“Such love has no fear, because perfect love expels all fear. If we are afraid, it is for fear of punishment, and this shows that we have not fully experienced His perfect love. We love each other because He loved us first.” 1 John 4:18-19 NLT
When a man and woman get married, they are normally in a place where they love each other a great deal and have no trouble making intentional effort to show that love in tangible ways. This is what many folks call the “honeymoon stage”, where everything in their relationship seems to be clicking on all cylinders.
But as anyone who is married knows, those “feelings of love” – as necessary and good as they are - those feelings alone cannot sustain a marriage relationship in the long run. There must be something deeper than feelings if you and your spouse are going to truly flourish in marriage as God intended!
I was talking with a young couple recently who have been through a hard season in the last few years of their marriage. By God’s grace, they are working through the issues, and continuing to grow as a couple. It has been great seeing the Lord do His transforming work in both of them!

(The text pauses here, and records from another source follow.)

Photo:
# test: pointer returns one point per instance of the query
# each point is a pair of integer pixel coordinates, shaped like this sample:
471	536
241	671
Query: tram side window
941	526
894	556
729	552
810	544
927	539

A few weeks back, the husband said something about the reason he loved his wife. What he shared was so good. I got his permission to share it with you. Here is what he said:
When my wife would ask me why I loved her, my answer was "Because I love God". The thinking behind those words is not to discount her beauty, her compassion, and all the other wonderful attributes she has. Instead, it comes from knowing that if I focused only on her "good" attributes, then I would leave room for my love for her to change as those attributes inevitably change.
However, if I focused on the reason that I love my wife as this: that God, whom I love, and who loves me regardless of circumstances, gave her to me to love her in the same way. Then no matter the season, I can always love my wife. Youth, beauty, financial stability, respect level, health, and attitude are not the main reasons I love her, because if they were, then I would love her less anytime she misses those marks. But when my reason is truly anchored in my love of God, that enables me to love her the same, both when those things are present and when they are not. (1)

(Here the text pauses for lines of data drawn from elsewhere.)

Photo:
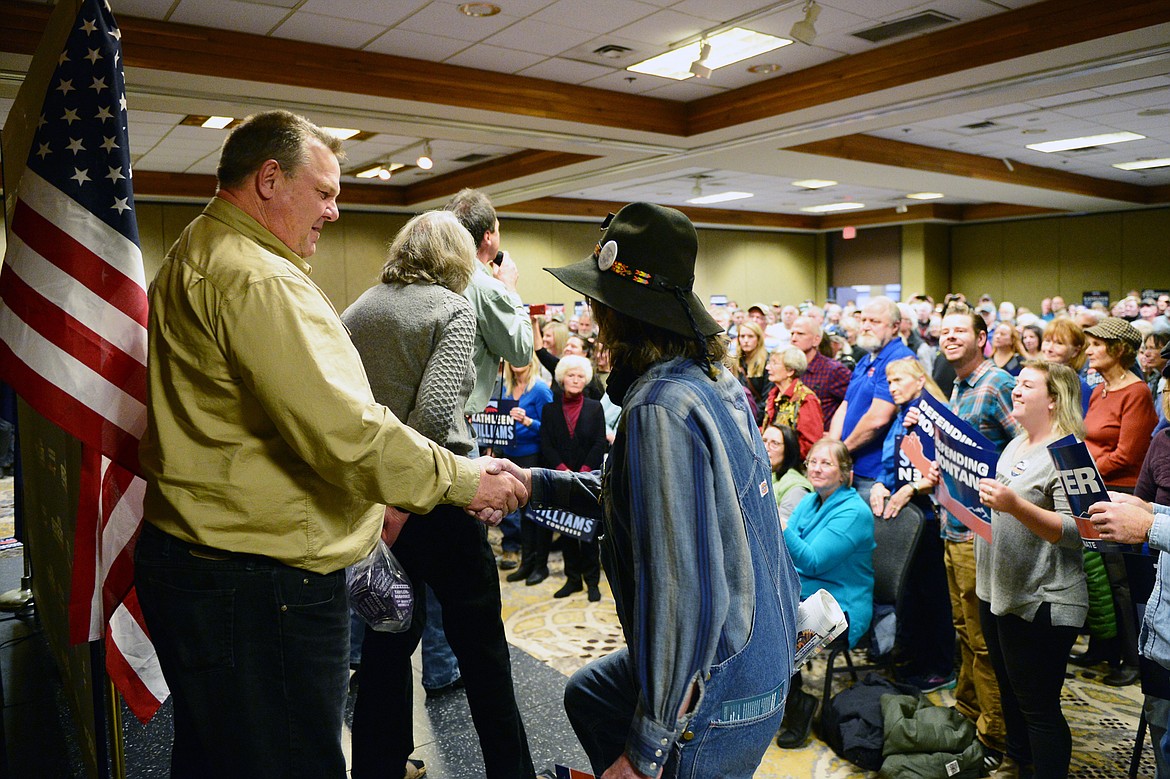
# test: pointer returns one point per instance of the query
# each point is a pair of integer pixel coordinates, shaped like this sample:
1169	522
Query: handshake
503	488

There is a lot to ponder from what this husband shared. But let me just add a couple of main thoughts from his reason for loving his bride.
First, his reasoning follows the same thought as 1 John 4:19 that was shared earlier: “We love each other because He (God) loved us first”. It is only as a person is born-again into a relationship with Jesus that he or she can fully understand the depth of God’s love for us. When we were His enemies, Jesus chose to die in our place. God the Father gave the greatest gift of His Son so that we could be reconciled, redeemed, and adopted into His forever family. None of us can truly love our spouse in sacrificial, Christ-like ways unless we have experienced the incredible love and forgiveness of God. We cannot give out what we have not received.

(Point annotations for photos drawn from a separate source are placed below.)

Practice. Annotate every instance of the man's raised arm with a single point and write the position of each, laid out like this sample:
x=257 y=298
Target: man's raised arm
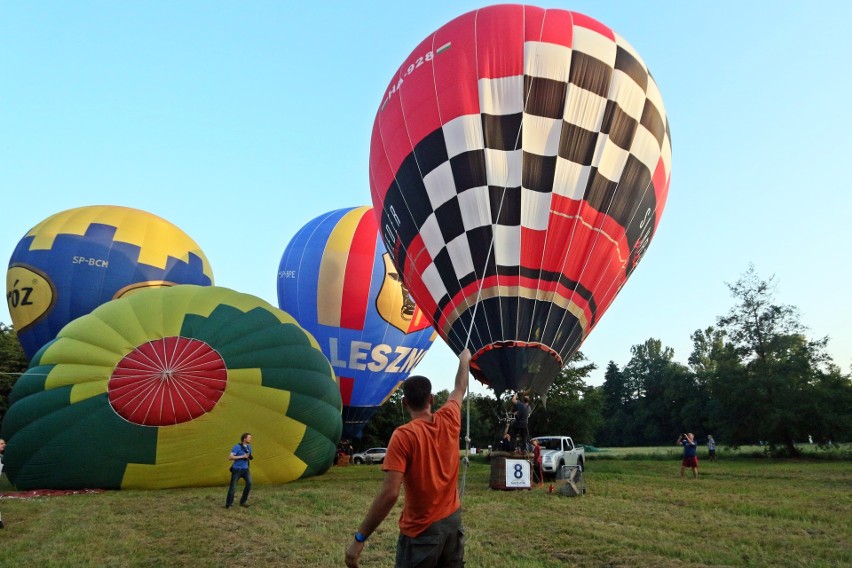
x=462 y=377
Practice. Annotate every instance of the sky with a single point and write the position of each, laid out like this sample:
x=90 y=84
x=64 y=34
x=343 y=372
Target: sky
x=239 y=122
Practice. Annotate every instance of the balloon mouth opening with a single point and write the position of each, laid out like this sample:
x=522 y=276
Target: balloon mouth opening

But secondly, we, like this husband, must make the daily choice to love our spouse, not based on what they have done or not done, but based on obedience to God. Jesus does not call us to have a “50/50 marriage” where I only do my 50% when I think my spouse is doing their 50%. We are called to give, serve, and sacrifice in marriage as a Christ-like example of the ways that Jesus gave, served, and sacrificed for me.
In case you are thinking, “I don’t think I can consistently make that daily choice.” – I agree! Without the power of the Holy Spirit working in me and a community of Christ-followers encouraging me, I will not be able to live out that kind of love.
In regard to loving in this way, Romans 5:5 has always been a real source of encouragement to me: “And hope does not put us to shame, because God’s love has been poured out into our hearts through the Holy Spirit, who has been given to us.” Did you get that? God’s love has not just been sprinkled on our hearts, but poured into our hearts by the Spirit of God that lives in us. He gives us the power to love our spouse when it feels we are getting nothing in return. And do so, not reluctantly, but with joy!
So, here’s the question: If your spouse asked you why you love them, what would you say? I encourage you to take time to re-read this post and ask God to help you as you ponder how to answer. May the Lord Himself truly give you a love for your spouse that is not dependent on their performance, but is solidly grounded in God’s overwhelming and never-ending love for you!
1) Please ponder and pray about the question, “Why do you love your spouse?” After you have had some time, how would you answer that question? And has your answer changed now based on what the Scripture says and what was shared in this post?
2) If you can honestly say you have a hard time loving your spouse in this way, what are some steps you could take go grow in this? Who is a mature, same-gender Christ-follower who you could ask to walk alongside you to help you grow in this?
3) Write out a prayer to God below, expressing the desire of your heart in loving your spouse.